# Sleep, Sleep, Sleep



## bathoffire (Oct 17, 2012)

Hi

I need advice on how to deal with an issue in my marriage. My wife currently takes an ant-depressant, a mood stabilizer, and a ant- seizure medicine to counter act the mood stabilizer. I do not know if there is an exact diagnosis for what she has but she has issue with anxiety, obsession, etc. Anyway, I have a concern i'd some outside views on. 

I feel like my wife's meds are making us incompatible. On her meds her natural sleep cycle is something like 14 or 15 hours a day. When she is awake her behavior is pretty stable but rarely enthusiastic about anything. Our relationship also lacks sexually 

She has gone off the med before. When she did this she went cold turkey. She was energetic and happy until she broke down hard. She then went back on everything. This has happened twice

We recently had a conversation and she told me that her sleep cycle was not the result of depression. That she needed this much sleep and the reason was her meds. However, she is scared to change anything, she feels there is not a better alternative to what she takes and she cannot handle not being medicated. 

I feel like if I am to be happy and share my life with someone, that someone has to be my best friend and partner. I do not want to build my active, energetic life apart from my wife and i do not want to wallow with her but i do not know what to do. 

Any, advise or alternative perspective is welcome. thank you for reading


----------



## norajane (Feb 7, 2012)

Meds often need to be adjusted to get the right dose for a specific person. Your wife should have a lengthy discussion with her doctor about how she is reacting to them so that her doctor knows to try adjusting the doses. Going off the meds cold turkey is foolish and dangerous! Some of these drugs have serious withdrawal side effects, which is why people need to gradually lower their dose if they are trying to get off them. Your wife sounds like she is taking a bunch of meds without any medical supervision and advice - again, this is really, really foolish.

Meds usually shouldn't be the ONLY "solution" to a person's issues - there should also be therapy happening in order to deal with the symptoms of the illnesses, their patterns of behavior, and learning new ways to behave. Meds are not a cure.

Depression meds often cause a person's sex drive to dry up. Not all depression meds do this, so again, your wife should be talking with her doctor and telling him/her that the meds are killing her sex life and they need to try a different drug.
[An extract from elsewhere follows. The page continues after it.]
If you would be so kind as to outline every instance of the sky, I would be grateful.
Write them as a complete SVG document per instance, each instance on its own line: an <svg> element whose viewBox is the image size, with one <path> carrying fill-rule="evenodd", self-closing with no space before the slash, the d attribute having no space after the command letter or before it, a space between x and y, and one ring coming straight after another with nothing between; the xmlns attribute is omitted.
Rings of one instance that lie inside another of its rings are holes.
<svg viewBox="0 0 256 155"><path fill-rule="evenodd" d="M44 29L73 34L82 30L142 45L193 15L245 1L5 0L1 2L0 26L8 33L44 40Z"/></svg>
Sleeping 14-15 hours a day is not natural, and something else she should be explaining to her doctor.


----------



## bathoffire (Oct 17, 2012)

norajane said:


> Meds often need to be adjusted to get the right dose for a specific person. Your wife should have a lengthy discussion with her doctor about how she is reacting to them so that her doctor knows to try adjusting the doses. Going off the meds cold turkey is foolish and dangerous! Some of these drugs have serious withdrawal side effects, which is why people need to gradually lower their dose if they are trying to get off them. Your wife sounds like she is taking a bunch of meds without any medical supervision and advice - again, this is really, really foolish.
> 
> Meds usually shouldn't be the ONLY "solution" to a person's issues - there should also be therapy happening in order to deal with the symptoms of the illnesses, their patterns of behavior, and learning new ways to behave. Meds are not a cure.
> 
> ...



Thank you for your response. I agree, with everything in your post and while it may seem like common sense living in these situations can make you doubt your common sense. I guess my question is what should I do? I have expressed these same thoughts to her. Telling her what she has to does not feel like something that would be good for us and honestly I feel like I need to see her make some committed decisions for herself


----------



## norajane (Feb 7, 2012)

Does she object to talking with her doctor about her medicines and the effects? Why?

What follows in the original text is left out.